The total: $500,000 -- about $200,000 less than expected.

Talks between the agencies that began in January reached a conclusion this week when the boards of each voted to merge.

"At a time when funders are challenging us to do more with less and avoid redundancy, we clearly have come up with a plan that will do that," said Rick Siclari, the only executive director in Community Research Initiative's nine-year history. "The whole is going to be greater than the sum of the parts."

Siclari will be the executive director of the merged agency. Other details -- including a name and where the headquarters will be -- have not been settled.

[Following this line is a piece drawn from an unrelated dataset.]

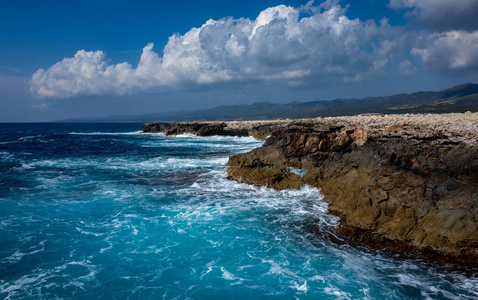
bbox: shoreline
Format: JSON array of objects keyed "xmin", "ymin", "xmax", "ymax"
[{"xmin": 143, "ymin": 113, "xmax": 478, "ymax": 265}]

Health Crisis has a budget of $3.5 million a year and a staff of about about 85. Community Research has an annual budget of $1.3 million and a staff of 23.

No major layoffs are expected. And that, in part, is a reflection of the varying missions of the agency.

Health Crisis Network's charge is education, prevention and helping people with AIDS and HIV navigate the labyrinth of services. For instance, it provides rides to medical appointments and support groups for people coping with the ravages of the disease.

Community Research Initiative labors to make the newest medicines available to patients by enrolling them in drug trials. Since its inception, the agency has been involved in more than 45 trials, including tests of two medicines from the most powerful class of AIDS drugs, protease inhibitors.

Leaders of both agencies hope that the merger will give more patients -- especially low-incomepatients -- access to more drugs.

People living with the disease, ensnared in the tumult of Health Crisis' financial crisis, weren't so hopeful Friday night.

"I still have a lot of questions," said Yolanda Hernandez, who gets services through Health Crisis Network. "It's all very scary."